A gente não dá valor a beleza de um aratu correndo na raiz de uma árvore no mangue. Acha comum porque vê todo dia. A gente deixa passar o vai-e-vem das marés, dos caranguejos correndo na areia. Quem disse que a gente liga para as garças no Malhado, esperando chegar os peixes que sobra do calão puxado cedinho pelos pescadores? A gente nem se dá conta das pessoas empilhadas nos coletivos caindo aos pedaços que pegamos todos os dias para ir trabalhar. A gente quer é chegar cedo no trabalho e na escola. De preferência, antes da loja abrir, da fábrica apitar a sirene, dos alunos chegarem à escola.
A beleza da baía do Pontal é só uma paisagem que vai passando no trânsito que leva mais tempo do que o de costume, todas as manhãs. O nascimento lento da ponte do outro lado da baía, os botos e as tartarugas que passam embaixo da velha ponte, o velho “Badaca” ajeitando os caiaques e os barcos a vela. Um restaurante no morro que nasceu meio à revelia de uma paisagem tão linda.
Nem sequer damos conta que possuímos a maior reserva urbana de Mata Atlântica com mata primária, com 454 hectares! Uma Lagoa Encantada, um Rio que ajudou a brotar um engenho. Um engenho que se rebelou na história. E a gente só sabe que é um dos destinos mais desejados do mundo quando viajamos e as pessoas que você conhece lhe diz: “Você é de Ilhéus? Meu Deus, que lugar lindo. Meu sonho é conhecer Ilhéus um dia”. E da “piqueira” temos uma vista, da Piedade temos outra, do outeiro nem se fala. E, se alguém ainda não foi no Alto do Amparo ou no Alto Soledade para contemplar a cidade e o mar de cima, não sabe o que está perdendo.
Esta é minha terra, o meu lar. A cidade cantada em prosa e verso, em música e história, em romance e poesia, na dança, no teatro, no circo e no cinema. As ruas que Jorge contou com cheiro de cravo, canela e agora cho-co-la-te. Mas também é a terra de Fábio, de João, de Paulo, de Getúlio, de Maria, Abelardo, Edmilson, Janete, Miguel, Vandilson, Cigana, Pizute, Luiz! É a terra da Capoeira, do gingado, da luta, do dia-a-dia. E Luciano puxa um acorde, eterniza Olivença. E a gente deixa passar Tip Top, Tremendão, Zero Susto, Birro, Fátima: “Vem cá, você está bonito hoje. Me arranja dois reais para inteirar aqui uma passagem”.
Um pedinte, que quase não se aguenta em pé e, muito menos tece palavras para pedir, apenas estende a mão do lado da janela do passageiro. Adolescentes vendem balas no semáforo para ajudar uma comunidade cristã.

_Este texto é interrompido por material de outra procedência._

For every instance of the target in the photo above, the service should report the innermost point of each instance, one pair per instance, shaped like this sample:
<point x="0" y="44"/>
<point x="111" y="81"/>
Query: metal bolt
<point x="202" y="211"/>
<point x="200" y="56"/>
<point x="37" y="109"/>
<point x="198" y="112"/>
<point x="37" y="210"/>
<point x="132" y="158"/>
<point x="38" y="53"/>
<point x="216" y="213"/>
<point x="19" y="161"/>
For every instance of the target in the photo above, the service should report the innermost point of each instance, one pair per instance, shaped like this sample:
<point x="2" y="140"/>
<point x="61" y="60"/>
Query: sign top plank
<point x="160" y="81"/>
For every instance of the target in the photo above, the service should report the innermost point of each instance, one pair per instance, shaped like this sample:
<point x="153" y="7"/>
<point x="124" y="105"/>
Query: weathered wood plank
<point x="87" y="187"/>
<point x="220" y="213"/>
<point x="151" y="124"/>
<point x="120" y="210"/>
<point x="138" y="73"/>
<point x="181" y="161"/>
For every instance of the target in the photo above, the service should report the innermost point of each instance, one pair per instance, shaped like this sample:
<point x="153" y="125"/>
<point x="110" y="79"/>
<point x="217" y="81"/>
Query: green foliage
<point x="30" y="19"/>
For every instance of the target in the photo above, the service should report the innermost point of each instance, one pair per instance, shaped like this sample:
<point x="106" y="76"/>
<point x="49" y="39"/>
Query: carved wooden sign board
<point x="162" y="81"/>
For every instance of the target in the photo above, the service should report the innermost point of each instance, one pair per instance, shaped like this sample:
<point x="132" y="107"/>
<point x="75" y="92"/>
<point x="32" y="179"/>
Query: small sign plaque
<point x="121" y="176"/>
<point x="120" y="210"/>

Poetas entram no ônibus e tentam ganhar seu tostão diário. A vida comum, as pessoas comuns, os problemas comuns das cidades que arvoram o desenvolvimento. E a gente continua esquecendo dos rios Cachoeira, Almada e Santana que se encontram na baía do Pontal.
Enfim, viralizamos o pôr-do-sol na Sapetinga. Por pouco tempo, é verdade. Assim como a passarela do álcool, as festas nos postos de gasolina, a pracinha do Centro, a praça dos namorados. Quiçá, estes points sejam estruturados para nossos visitantes também se apaixonem. Enquanto isso, me dirijo à Ponta da Tulha, enquanto vejo a Terra Prometida ser invadida e a construção de um novo aeroporto ficar só no desejo.